19 Kasım 2012 Pazartesi

Ses.290

Uyandım. 
Boynumun ağrısı yüzünden kafamı tam kaldıramadım koltuktan, elimle destek aldım ve doğruldum.
Ayaklarım soğuk ve sıvasız betona değdi, ayıldım.
Derin bi nefes aldım demir ve toz kokan duvarlardan. Hemen yanımda duran büyük tahtanın kokusu, serinliğin mavisi değdi burnuma. Ayaklarım üşüdüğü için aylardır benden başka kimsenin kullanmadığı eski terliği geçirdim ayağıma. 
Bacaklarım acıyordu. Soğuk titretiyordu hatta biraz. Yüzümü yıkamak için yürüdüm tuvalete, yanında vidaların bulunduğu. Yankılanıyordu büyük boşluğun içinde adımlarım. Kimse duymadı nefes alışımı, kimse de görmedi varlığımı zaten. 

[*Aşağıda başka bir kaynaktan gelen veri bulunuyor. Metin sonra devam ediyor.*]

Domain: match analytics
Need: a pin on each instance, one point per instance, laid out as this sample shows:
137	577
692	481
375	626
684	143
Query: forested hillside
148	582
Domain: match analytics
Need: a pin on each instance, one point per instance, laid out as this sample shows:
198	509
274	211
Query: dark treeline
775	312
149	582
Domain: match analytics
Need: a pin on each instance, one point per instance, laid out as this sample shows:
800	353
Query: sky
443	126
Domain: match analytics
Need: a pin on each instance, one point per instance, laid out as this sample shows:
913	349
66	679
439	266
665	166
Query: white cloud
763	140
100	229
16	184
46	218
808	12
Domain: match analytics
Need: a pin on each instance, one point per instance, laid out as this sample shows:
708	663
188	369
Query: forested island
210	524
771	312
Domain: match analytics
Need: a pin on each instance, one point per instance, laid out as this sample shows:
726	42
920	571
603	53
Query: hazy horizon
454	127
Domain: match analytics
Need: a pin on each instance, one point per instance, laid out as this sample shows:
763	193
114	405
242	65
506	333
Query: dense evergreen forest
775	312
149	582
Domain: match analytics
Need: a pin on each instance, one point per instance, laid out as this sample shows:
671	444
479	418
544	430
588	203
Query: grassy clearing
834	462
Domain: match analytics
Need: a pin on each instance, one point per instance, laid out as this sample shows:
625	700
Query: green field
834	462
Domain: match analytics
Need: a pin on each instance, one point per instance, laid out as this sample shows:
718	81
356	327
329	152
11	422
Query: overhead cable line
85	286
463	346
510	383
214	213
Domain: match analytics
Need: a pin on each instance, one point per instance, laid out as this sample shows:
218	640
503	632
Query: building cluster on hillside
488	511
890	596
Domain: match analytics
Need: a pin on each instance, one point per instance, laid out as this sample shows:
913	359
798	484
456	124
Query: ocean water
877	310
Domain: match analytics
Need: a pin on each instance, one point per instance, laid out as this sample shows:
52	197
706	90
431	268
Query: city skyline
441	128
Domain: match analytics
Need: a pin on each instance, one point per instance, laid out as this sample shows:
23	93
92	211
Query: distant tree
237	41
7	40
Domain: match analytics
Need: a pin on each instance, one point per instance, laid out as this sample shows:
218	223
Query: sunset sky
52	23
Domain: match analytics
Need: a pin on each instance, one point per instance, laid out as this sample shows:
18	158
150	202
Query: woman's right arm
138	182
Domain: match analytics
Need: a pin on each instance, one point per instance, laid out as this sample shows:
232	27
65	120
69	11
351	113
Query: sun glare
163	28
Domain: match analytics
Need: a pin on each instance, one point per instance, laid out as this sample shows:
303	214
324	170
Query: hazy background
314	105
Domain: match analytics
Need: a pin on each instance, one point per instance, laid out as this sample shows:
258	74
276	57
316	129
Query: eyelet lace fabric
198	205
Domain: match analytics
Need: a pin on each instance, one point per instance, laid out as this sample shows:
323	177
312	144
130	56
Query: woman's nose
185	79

Buz gibi çeşmeye değdiğinde elim, tekrar uyandım, olmayan evimin, olmayan sıcaklığına. Su akarken üzerime sıçrardı genelde ve daha da üşütürdü beni. Ayna yoktu kendime bakacağım, hayal ettim. Yüzümde sabun kalmamıştır bence. Sular damlarken betona, yürüdüm yattığım koltuğun yanında duran havluya. Bi tek o sıcaktı, doğası gereği.
Üstüme yelek aldım bi tane. Giyinecek dermanım yoktu pek. Terliklerimi sürüye sürüye ön bölüme geçtim, işimin olduğu yere. Kapısını bile açmak zor geliyordu dükkanın, soğuk iyice dolacak diye içeri.
Bayraklar kapının yanında uzanıyordu, dubaları ile birlikte. Onları iteledim biraz ve soğuğu bıraktım içeri.
Bacaklarım hala acıyor ve üşüyordu. Bilgisayarın başına geçtim, o rahatsız ve tek ayağı kırık koltuğa tekrar oturdum...
5 aydır beni bacaklarımdan daha çok taşıyordu. Belki de bu yüzden de acıyordu bacaklarım. Belki de beni taşıyan her şey gibi acıyordu. Yoldan geçen arabaları duydum görmeden evvel. Binayı titretiyordu büyük arabalar. Hatta deprem oluyor gibi. 
Durup düşündüm de, yalnızlığım ( fiziki anlamda yalnızlık ) beni hep mutlu ederdi. Kimse yokken yaşayabilirdim hep. Ama sanırım buraya kadarmış. Artık sessizlik müzikle dolmuyor, rüzgar ile titriyordu. 
Gitmeliyim sanırım buradan. 
Tekrar aynı boşlukta yaşamamak üzere hemde.